Ce quatrième et dernier tome retrace la fin des guerres de l’Ouest, la pacification par Bonaparte, la chute de la chouannerie et les derniers soulèvements royalistes jusqu’en 1830.
Ce dernier volume achève le vaste tableau des guerres de l’Ouest en suivant les événements depuis les dernières insurrections du Directoire jusqu’aux conséquences politiques sous la Restauration et la monarchie de Juillet. Il met en lumière une période de transition où la guerre ouverte cède progressivement la place aux intrigues politiques et aux conspirations.
L’ouvrage s’ouvre sur une situation encore instable, marquée par de nombreux soulèvements en Bretagne, en Vendée et en Normandie. Les chefs royalistes remportent plusieurs succès locaux, tandis que les autorités républicaines tentent de contenir ces mouvements par des mesures de répression et de contrôle.
L’arrivée au pouvoir de Bonaparte constitue un tournant décisif. Désireux de pacifier l’Ouest, il engage des négociations avec les chefs insurgés tout en maintenant une pression militaire constante. Les traités de paix successifs mettent progressivement fin aux grandes opérations armées.
Le rôle de figures majeures comme Georges Cadoudal est longuement développé. Refusant la soumission, il poursuit la lutte et s’engage dans des complots contre le pouvoir consulaire. Ces entreprises aboutissent à des arrestations retentissantes et à des exécutions qui marquent la fin de la grande chouannerie.
L’auteur aborde également les questions religieuses, notamment les conséquences du Concordat et les tensions persistantes entre les autorités et les fidèles. Ces aspects montrent que le conflit dépasse largement le cadre militaire pour toucher les consciences et les institutions.
La période de la Restauration est analysée avec un regard critique. Malgré le retour des Bourbons, les anciens combattants vendéens ne trouvent pas toujours la reconnaissance attendue. Cette situation nourrit un sentiment d’injustice et de désillusion.

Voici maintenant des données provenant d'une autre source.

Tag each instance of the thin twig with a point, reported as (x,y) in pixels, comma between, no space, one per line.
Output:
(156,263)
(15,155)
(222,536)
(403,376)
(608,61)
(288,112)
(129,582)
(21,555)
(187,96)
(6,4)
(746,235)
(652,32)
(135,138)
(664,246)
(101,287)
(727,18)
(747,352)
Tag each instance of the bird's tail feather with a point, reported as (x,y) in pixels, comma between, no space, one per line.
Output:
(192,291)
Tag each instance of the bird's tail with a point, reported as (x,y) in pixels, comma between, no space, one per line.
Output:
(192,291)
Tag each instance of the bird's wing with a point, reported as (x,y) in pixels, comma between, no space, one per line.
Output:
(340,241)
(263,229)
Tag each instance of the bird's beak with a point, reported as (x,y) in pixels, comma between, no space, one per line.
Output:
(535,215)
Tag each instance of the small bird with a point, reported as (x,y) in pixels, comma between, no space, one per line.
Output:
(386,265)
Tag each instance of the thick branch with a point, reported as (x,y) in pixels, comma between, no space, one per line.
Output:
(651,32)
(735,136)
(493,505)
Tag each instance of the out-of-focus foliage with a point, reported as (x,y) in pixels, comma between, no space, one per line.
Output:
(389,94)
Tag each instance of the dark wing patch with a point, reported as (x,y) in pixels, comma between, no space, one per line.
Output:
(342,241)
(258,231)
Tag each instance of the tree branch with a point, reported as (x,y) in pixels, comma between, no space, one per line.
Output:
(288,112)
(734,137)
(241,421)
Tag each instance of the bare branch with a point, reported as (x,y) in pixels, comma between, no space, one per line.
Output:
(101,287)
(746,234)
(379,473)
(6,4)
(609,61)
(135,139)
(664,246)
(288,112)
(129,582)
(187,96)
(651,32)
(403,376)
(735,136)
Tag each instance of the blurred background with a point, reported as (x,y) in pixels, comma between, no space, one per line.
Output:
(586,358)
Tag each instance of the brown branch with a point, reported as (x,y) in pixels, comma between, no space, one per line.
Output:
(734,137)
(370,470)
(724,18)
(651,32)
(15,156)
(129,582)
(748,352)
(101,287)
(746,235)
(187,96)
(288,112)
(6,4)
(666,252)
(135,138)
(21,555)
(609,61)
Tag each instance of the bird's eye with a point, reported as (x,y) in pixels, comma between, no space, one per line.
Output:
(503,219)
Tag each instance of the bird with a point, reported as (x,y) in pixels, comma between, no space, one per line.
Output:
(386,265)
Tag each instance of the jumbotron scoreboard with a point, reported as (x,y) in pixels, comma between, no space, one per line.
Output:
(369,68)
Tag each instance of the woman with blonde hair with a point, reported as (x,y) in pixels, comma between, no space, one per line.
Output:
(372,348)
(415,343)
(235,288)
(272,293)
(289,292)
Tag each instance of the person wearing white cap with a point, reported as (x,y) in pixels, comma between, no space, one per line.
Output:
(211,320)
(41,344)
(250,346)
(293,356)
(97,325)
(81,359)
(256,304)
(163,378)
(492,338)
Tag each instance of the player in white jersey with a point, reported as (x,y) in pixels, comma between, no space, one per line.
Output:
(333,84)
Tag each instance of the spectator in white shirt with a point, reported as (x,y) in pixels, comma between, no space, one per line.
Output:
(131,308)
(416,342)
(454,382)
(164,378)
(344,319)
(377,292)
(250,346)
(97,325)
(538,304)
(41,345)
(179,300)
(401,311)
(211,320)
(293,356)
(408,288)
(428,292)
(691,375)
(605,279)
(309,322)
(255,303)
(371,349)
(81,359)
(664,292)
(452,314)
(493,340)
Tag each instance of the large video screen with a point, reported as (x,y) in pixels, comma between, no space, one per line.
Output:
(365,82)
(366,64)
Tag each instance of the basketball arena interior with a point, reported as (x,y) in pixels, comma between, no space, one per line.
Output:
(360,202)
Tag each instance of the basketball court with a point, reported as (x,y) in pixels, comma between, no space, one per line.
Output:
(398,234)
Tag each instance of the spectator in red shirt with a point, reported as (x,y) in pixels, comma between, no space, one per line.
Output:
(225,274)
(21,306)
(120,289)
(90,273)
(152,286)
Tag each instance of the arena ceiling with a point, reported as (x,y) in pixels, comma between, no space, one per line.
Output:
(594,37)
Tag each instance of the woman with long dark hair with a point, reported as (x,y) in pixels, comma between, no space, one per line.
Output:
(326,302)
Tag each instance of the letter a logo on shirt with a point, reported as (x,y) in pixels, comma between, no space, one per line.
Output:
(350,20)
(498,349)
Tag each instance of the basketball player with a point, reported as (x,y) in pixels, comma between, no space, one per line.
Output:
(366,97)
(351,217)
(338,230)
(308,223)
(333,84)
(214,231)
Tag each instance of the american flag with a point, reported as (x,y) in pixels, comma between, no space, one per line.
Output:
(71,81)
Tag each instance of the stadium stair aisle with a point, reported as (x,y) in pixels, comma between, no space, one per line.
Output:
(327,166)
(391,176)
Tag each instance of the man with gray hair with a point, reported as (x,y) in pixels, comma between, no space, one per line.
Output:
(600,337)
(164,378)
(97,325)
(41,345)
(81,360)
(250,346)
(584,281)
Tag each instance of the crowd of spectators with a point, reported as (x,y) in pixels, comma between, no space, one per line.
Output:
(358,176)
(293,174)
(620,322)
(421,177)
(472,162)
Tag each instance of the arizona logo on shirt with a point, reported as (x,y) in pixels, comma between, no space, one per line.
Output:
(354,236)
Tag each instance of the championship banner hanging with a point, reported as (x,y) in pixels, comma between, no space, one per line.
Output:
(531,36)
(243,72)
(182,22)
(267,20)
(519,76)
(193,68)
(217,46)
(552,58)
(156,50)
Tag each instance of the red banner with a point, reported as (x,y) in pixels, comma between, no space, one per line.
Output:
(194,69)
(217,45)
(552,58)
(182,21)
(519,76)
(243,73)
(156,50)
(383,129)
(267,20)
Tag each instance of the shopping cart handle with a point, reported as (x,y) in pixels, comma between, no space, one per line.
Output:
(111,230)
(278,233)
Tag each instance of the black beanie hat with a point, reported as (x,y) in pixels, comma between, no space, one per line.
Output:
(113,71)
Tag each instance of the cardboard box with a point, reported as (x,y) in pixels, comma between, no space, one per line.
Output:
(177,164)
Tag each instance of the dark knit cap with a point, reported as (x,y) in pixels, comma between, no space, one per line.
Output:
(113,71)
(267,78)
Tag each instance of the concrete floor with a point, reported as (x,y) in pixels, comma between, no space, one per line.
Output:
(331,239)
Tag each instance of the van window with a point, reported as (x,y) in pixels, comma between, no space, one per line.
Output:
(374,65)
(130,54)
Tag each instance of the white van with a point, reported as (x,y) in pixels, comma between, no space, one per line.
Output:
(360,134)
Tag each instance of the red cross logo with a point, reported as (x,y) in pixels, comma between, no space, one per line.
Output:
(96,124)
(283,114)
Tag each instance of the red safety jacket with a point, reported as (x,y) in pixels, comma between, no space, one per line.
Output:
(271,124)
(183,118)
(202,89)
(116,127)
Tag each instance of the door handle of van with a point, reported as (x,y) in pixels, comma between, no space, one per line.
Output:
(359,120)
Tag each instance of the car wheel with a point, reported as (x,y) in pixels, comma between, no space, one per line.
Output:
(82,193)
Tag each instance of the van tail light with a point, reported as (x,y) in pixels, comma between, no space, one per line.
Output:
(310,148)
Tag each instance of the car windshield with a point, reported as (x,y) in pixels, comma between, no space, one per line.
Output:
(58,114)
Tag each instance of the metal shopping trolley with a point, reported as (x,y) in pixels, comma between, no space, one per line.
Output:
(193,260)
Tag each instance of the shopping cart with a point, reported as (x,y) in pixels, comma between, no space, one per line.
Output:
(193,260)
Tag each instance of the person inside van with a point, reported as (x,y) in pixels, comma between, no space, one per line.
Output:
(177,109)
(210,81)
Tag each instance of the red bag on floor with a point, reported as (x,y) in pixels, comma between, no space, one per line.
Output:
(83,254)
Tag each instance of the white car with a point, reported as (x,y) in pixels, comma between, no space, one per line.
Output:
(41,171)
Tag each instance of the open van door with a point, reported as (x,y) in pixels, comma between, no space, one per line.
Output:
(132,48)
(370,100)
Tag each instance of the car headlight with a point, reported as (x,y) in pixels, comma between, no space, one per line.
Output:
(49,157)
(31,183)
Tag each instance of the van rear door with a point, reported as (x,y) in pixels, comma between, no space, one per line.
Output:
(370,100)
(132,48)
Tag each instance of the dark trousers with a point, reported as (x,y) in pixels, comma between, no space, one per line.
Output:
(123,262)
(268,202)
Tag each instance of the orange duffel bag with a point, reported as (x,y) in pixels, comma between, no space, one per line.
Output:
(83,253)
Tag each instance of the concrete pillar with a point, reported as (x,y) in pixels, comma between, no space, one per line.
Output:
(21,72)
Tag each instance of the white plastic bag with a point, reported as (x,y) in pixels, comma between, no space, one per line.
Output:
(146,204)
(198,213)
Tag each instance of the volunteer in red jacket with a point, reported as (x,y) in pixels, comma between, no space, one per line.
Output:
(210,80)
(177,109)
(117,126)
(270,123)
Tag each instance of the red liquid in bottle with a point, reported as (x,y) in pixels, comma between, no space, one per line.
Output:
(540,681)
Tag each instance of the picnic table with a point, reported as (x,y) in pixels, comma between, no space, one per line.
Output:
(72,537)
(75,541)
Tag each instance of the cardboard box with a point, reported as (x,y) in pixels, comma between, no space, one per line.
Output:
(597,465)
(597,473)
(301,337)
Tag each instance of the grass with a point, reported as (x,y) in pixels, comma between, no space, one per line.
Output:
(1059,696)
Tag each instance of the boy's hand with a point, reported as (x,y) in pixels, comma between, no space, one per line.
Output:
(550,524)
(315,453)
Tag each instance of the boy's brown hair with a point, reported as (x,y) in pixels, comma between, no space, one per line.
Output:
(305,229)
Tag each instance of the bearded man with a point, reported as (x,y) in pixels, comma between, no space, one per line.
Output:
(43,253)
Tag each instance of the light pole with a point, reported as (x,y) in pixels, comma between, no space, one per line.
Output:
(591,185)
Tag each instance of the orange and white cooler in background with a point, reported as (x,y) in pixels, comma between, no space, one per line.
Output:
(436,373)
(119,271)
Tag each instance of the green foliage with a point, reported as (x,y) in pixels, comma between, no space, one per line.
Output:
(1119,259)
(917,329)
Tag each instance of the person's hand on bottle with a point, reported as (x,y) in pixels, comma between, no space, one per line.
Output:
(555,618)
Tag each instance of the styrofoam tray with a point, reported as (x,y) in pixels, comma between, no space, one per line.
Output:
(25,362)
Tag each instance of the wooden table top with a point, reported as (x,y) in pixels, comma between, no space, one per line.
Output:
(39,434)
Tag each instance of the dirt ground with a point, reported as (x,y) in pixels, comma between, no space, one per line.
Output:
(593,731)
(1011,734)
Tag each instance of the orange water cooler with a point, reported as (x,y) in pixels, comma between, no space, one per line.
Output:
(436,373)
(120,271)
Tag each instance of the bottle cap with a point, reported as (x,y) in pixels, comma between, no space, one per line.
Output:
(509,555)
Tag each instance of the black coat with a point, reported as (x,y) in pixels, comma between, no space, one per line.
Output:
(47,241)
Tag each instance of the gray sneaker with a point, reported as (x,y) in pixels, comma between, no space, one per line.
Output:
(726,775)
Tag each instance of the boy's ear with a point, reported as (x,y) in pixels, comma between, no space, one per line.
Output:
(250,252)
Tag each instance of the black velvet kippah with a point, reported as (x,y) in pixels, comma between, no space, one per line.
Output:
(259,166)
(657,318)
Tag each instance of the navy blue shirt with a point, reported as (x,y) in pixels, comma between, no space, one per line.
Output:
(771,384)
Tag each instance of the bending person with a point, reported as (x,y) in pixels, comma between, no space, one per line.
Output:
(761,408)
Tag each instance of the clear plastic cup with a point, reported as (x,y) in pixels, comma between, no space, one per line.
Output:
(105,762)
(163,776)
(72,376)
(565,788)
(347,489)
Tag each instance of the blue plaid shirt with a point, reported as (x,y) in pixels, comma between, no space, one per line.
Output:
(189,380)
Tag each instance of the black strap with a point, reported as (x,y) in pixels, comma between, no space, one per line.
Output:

Les derniers chapitres évoquent les nouvelles insurrections, notamment celles liées à la duchesse de Berry. Ces tentatives de soulèvement, bien que courageuses, restent limitées et se heurtent à une organisation étatique plus solide et à un contexte politique transformé.
Le récit s’achève sur les événements de 1830 et leurs conséquences dans l’Ouest. L’auteur en tire une réflexion plus large sur la portée morale et politique de la guerre de Vendée, qu’il considère comme un événement majeur de l’histoire de France.
Ce tome final offre ainsi une synthèse des évolutions militaires, politiques et religieuses issues de ces conflits, tout en soulignant leur influence durable sur la société française.
Jacques Crétineau-Joly est un historien français du XIXe siècle, spécialisé dans l’étude de la Révolution et des mouvements contre-révolutionnaires. Son œuvre sur la Vendée militaire constitue une référence importante pour comprendre les guerres de l’Ouest et leurs prolongements politiques et religieux.
Ce dernier tome retrace la fin des guerres de l’Ouest, la pacification menée par Bonaparte, la disparition de la chouannerie et les derniers soulèvements royalistes jusqu’aux événements de 1830.